Pada senin (14/11/2022), Pihak Balai Besar Teknik Kesehatan Lingkungan dan Pengendalian Penyakit (BBTKLPP) Surabaya bekerjasama dengan Dinas Kesehatan Kabupaten Pasuruan mengadakan pertemuan sebagai bentuk keberlanjutan upaya eliminasi PES di Kabupaten Pasuruan. Pertemuan ini dilakukan di Puskesmas Sumberpitu dengan mengundang dokter, perawat, petugas surveilans rodent dan human yang berasal dari lima puskesmas daerah pengamatan PES, yaitu Puskesmas Nongkojajar, Puskesmas Tosari, Puskesmas Sumberpitu, Puskesmas Puspo, dan Puskesmas Pasrepan. Kelima puskesmas ini pernah dilaporkan adanya kasus PES, Penyakit zoonosis yang menimbulkan kegawatdaruratan kesehatan masyarakat (Wabah). Tercatat wabah Pes terburuk pada tahun 1986 -- 1987 serta KLB Pes tahun 1997 dan 2007.
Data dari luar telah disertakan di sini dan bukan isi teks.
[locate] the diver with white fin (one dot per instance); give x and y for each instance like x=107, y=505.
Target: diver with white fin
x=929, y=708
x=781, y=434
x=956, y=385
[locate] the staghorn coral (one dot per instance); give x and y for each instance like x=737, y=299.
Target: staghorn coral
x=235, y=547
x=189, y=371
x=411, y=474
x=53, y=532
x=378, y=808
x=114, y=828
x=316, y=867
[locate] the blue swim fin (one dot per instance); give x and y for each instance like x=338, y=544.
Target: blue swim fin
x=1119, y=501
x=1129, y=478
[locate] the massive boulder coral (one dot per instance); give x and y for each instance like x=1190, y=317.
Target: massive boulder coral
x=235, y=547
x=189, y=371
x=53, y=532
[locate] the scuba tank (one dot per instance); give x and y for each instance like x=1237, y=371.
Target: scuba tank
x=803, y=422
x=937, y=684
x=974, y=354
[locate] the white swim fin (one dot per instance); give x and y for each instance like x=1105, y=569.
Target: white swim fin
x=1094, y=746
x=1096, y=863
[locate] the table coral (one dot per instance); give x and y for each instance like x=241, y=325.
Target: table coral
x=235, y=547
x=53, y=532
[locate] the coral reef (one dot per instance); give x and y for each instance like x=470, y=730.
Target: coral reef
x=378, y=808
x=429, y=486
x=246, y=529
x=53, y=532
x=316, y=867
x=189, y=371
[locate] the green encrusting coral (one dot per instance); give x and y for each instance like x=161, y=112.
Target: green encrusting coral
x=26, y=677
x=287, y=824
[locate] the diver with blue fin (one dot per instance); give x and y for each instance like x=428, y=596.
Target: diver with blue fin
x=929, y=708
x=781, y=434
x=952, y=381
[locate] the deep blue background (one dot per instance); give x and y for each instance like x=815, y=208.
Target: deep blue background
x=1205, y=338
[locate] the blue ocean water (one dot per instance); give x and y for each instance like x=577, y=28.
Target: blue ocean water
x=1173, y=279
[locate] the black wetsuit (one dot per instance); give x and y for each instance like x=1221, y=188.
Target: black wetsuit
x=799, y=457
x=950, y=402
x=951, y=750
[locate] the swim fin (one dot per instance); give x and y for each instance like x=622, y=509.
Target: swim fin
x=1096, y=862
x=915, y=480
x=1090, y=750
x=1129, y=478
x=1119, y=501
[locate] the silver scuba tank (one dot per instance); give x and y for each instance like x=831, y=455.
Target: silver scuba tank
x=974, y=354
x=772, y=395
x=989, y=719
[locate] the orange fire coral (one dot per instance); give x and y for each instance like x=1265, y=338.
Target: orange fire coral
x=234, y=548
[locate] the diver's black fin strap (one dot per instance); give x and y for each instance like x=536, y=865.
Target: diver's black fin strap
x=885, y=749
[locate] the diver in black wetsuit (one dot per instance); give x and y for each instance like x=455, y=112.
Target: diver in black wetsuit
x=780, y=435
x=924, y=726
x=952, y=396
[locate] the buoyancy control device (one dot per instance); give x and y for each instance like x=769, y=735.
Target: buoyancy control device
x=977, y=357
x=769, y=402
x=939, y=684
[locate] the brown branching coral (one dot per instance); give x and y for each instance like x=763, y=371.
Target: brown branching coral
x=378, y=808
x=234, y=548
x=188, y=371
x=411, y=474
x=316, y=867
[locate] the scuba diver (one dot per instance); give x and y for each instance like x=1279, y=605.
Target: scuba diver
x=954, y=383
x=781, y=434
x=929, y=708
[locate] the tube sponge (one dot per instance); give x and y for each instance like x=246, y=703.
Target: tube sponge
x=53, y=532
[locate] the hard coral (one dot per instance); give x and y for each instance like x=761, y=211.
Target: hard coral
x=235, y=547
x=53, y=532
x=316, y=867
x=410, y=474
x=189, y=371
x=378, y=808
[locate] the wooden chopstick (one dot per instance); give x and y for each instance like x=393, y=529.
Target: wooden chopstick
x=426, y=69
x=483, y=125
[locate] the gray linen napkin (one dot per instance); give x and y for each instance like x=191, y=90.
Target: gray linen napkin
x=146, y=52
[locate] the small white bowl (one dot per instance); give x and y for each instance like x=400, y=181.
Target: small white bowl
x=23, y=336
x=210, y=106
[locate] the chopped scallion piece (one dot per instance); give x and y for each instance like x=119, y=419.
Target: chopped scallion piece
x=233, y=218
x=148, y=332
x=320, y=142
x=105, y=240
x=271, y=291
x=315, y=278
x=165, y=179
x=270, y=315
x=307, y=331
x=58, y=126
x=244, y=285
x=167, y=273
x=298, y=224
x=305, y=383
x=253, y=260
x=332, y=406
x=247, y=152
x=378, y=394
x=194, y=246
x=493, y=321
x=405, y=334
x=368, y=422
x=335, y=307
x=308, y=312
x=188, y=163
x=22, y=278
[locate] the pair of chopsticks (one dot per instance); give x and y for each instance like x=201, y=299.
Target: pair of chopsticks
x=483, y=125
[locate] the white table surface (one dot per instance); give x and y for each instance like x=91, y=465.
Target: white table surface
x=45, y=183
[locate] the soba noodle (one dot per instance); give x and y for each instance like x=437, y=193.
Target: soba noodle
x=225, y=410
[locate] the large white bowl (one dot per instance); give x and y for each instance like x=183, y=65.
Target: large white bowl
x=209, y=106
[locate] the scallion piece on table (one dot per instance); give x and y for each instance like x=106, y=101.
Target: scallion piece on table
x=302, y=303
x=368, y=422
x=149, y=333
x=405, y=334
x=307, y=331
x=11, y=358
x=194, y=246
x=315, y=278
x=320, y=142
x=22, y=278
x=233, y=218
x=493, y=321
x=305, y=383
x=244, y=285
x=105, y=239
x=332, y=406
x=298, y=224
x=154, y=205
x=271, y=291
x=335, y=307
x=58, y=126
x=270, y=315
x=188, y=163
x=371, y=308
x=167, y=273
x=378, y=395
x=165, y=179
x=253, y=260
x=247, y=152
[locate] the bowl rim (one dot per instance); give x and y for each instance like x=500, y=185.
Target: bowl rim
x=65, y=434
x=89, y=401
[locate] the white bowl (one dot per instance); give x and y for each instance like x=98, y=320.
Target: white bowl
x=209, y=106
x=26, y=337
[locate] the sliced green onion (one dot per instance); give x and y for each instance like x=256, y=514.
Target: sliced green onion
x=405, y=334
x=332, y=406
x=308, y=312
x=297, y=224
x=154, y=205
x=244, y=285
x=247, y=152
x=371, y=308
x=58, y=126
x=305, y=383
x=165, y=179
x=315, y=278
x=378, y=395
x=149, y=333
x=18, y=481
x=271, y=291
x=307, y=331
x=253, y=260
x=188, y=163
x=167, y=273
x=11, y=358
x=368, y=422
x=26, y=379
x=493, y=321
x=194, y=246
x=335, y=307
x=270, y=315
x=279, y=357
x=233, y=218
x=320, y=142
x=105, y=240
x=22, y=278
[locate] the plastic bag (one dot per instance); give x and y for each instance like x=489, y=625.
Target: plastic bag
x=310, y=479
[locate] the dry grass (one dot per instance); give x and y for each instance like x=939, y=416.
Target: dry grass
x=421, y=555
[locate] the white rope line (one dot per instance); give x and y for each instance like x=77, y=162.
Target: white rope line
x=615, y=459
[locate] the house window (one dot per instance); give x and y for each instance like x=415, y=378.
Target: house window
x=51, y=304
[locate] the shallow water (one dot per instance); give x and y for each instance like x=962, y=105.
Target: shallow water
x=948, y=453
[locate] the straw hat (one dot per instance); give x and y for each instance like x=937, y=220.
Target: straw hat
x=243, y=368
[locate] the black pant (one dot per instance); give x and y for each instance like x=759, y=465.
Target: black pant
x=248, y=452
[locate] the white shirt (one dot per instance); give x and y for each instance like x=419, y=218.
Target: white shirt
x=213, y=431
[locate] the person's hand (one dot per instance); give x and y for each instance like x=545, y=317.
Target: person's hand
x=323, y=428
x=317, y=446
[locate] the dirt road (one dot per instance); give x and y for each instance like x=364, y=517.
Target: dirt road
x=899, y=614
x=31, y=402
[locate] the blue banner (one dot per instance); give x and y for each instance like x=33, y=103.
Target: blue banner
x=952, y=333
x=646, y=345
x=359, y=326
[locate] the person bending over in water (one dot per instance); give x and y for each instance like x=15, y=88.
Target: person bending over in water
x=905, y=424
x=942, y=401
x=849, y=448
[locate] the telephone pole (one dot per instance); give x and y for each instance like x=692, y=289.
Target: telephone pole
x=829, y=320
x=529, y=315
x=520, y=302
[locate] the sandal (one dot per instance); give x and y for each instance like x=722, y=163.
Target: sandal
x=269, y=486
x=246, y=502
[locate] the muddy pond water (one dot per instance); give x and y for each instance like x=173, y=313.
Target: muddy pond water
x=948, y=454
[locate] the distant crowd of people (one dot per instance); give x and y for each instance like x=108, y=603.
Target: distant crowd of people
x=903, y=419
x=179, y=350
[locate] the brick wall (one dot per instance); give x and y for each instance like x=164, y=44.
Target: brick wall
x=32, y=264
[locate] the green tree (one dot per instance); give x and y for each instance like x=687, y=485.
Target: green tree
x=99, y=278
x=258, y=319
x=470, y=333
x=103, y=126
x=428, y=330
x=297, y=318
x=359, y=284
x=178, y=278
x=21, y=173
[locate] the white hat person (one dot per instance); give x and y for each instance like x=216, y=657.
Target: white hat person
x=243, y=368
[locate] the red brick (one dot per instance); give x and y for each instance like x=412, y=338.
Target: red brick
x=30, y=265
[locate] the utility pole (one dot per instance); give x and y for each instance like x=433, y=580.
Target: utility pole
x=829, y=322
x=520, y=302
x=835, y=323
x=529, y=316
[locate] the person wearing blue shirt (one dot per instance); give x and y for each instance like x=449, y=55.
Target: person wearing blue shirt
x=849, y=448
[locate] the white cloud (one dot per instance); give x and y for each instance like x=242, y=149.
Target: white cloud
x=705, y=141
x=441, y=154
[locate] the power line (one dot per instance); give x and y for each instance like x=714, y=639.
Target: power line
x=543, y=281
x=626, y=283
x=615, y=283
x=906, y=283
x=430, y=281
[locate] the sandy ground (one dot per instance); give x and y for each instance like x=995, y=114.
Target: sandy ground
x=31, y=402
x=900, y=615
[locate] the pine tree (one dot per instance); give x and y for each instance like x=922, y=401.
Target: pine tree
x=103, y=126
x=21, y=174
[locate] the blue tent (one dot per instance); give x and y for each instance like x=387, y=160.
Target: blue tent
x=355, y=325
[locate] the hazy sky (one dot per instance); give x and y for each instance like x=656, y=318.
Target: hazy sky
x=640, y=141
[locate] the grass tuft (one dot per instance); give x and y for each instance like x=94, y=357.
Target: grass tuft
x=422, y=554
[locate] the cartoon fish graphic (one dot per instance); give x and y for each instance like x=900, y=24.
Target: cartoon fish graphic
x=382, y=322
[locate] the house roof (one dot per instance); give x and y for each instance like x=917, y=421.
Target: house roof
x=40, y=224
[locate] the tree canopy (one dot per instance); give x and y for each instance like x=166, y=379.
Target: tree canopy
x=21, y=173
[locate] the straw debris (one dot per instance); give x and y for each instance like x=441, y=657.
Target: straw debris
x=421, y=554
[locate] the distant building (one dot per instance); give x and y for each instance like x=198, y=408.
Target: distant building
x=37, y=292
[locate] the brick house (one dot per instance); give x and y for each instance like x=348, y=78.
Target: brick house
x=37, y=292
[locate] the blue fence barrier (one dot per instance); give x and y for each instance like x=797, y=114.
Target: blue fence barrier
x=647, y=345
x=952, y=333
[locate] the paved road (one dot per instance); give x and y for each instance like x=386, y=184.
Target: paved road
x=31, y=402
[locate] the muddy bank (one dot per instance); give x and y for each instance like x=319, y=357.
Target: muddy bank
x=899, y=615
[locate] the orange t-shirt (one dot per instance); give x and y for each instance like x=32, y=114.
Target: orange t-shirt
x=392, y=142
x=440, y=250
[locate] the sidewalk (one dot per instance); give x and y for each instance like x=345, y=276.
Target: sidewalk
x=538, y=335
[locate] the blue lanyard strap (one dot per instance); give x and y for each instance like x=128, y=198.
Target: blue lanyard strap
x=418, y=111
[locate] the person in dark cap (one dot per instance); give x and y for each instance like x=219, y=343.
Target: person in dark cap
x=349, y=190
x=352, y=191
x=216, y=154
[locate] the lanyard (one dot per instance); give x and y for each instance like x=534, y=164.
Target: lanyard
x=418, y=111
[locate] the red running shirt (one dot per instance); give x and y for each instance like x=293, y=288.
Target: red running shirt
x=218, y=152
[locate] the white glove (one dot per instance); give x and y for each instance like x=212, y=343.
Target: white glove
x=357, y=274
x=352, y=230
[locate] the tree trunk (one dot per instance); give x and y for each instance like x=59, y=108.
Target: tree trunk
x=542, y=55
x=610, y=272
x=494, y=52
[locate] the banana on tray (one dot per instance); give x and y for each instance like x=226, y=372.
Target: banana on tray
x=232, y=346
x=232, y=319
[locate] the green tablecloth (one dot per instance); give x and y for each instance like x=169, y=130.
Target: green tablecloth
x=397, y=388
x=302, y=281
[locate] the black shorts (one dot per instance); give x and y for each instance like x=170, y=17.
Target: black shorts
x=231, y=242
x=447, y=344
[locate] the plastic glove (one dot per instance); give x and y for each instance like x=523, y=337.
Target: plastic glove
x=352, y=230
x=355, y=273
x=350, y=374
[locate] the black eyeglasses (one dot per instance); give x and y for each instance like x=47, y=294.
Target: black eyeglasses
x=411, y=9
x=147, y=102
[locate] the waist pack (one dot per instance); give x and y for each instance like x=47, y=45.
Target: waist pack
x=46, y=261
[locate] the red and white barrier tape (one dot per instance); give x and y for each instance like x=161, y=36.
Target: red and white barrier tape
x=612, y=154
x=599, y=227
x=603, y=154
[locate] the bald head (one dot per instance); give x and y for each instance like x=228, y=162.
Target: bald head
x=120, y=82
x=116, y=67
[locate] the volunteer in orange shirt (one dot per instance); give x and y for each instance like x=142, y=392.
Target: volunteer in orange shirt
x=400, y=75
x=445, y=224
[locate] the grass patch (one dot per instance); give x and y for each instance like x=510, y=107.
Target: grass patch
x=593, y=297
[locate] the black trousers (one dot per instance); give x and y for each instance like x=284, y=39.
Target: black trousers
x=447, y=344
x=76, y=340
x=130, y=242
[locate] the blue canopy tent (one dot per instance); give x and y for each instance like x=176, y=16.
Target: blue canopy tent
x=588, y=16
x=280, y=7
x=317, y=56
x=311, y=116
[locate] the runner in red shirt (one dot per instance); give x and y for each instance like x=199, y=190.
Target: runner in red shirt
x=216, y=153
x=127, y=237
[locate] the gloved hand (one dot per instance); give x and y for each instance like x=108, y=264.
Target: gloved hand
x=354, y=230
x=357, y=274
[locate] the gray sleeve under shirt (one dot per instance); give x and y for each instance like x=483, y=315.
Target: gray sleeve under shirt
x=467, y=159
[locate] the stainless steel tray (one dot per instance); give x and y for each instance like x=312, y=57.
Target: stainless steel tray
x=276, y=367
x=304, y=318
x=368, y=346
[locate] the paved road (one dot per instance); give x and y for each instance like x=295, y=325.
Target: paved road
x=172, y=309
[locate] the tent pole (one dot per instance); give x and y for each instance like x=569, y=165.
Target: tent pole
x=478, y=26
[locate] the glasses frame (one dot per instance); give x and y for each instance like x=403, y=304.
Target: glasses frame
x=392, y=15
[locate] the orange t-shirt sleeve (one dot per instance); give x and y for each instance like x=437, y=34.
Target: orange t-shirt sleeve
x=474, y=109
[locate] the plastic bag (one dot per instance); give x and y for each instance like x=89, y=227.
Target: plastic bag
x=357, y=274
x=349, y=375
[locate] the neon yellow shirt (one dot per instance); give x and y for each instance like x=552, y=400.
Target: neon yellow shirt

Pertemuan ini juga mengundang narasumber para pelaku sejarah sekaligus pakar pengendalian Pes. Kehadiran dr. Agus Subronto, M.Kes menjelaskan sejarah pengendalian pes di Nongkojajar serta kejadian wabah Pes 40 tahun lalu. Sekretaris Dinas Kesehatan Kabupaten Pasuruan, Agus Eko Iswahyudi, SKM.,M.Si. membuka kegiatan sekaligus menyampaikan materi sistem kewaspadaan dini dan surveilans Pes. Hadi Supriyanto, SSi, MPH., pakar pengendalian penyakit Pes dan zoonosis yang pernah mengabdi sebagai entomolog kesehatan di BBTKLPP Surabaya melengkapi materi dengan upaya dan inovasi pengendalian vektor dan rodent Pes. Kepala BBTKLPP Surabaya membuka pertemuan secara daring. Kepala Balai, Dr. Rosidi Roslan, SKM, SH, MPH, MH, menyampaikan apresiasi pada pencapaian surveilans selama ini sehingga patut untuk dipertahankan. Pertemuan selain untuk meningkatkan kapasitas sekaligus menjadi ajang silaturahim para penggiat pengendalian Pes. Memulai upaya pengendalian dan kewaspadaan dini semenjak 40 tahun lalu, sampai saat ini terus dilakukan oleh petugas baru. Upaya pengendalian sirkular dan berkelanjutan untuk memastikan ketersediaan data pengamatan yang berguna dalam Eliminasi Pes di Kabupaten Pasuruan dan Indonesia.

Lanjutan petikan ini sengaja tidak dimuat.